Le directeur général, Pierre-Antoine Vacheron, a néanmoins voulu afficher un discours volontariste. « Les fondations d’une entreprise plus forte et plus ciblée sont désormais en place », a-t-il déclaré, évoquant une transformation stratégique engagée pour redresser la trajectoire du groupe.

Maillon clé de la chaîne des paiements en Europe, Worldline traverse une crise profonde marquée par des pannes techniques retentissantes, plusieurs révisions successives de ses objectifs financiers et un effondrement spectaculaire de sa valorisation boursière.

Un soutien renforcé des actionnaires

Pour restaurer sa solidité financière, l’entreprise peut compter sur un apport de liquidités significatif. Début janvier, ses actionnaires ont validé une augmentation de capital de 500 millions d’euros, dont la réalisation est prévue d’ici la fin du premier trimestre.

À l’issue de l’opération, la structure du capital devrait évoluer sensiblement :

  • Bpifrance détiendrait 9,6 % du capital,
  • Crédit Agricole SA environ 9,5 %,
  • BNP Paribas près de 7,9 %.

Ce renforcement d’acteurs bancaires et publics au capital vise à stabiliser la gouvernance et à soutenir la nouvelle feuille de route stratégique baptisée « North Star 2030 », présentée fin 2025.

Le groupe anticipe une croissance de son chiffre d’affaires comprise entre 1 % et 4 % en 2026, puis une progression moyenne d’environ 4 % par an sur la période 2027-2030.

Controverses et effondrement boursier de Worldline

L’exercice 2025 n’a pas seulement été marqué par des difficultés financières.
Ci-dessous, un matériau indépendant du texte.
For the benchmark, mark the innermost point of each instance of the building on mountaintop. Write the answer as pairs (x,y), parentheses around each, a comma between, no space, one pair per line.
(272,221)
Plusieurs enquêtes de presse, notamment de Mediapart et du quotidien belge Le Soir, ont mis en cause Worldline pour le traitement pendant plusieurs années de transactions jugées douteuses, voire frauduleuses, représentant des milliards d’euros.

L’entreprise a répondu en diligentant un audit interne, concluant à une gestion des risques « conforme aux référentiels ». Ces révélations ont néanmoins accentué la défiance des investisseurs.

Ancienne filiale du groupe Atos, Worldline a vu son cours de Bourse chuter de près de 80 % en un an. L’action évolue désormais autour de 1,50 euro, après avoir touché un plus bas historique à 1,275 euro à la mi-février.

Pour 2026, l’enjeu est clair : restaurer la crédibilité financière, sécuriser l’activité et convaincre les marchés que le redressement engagé peut se traduire par une trajectoire durablement profitable.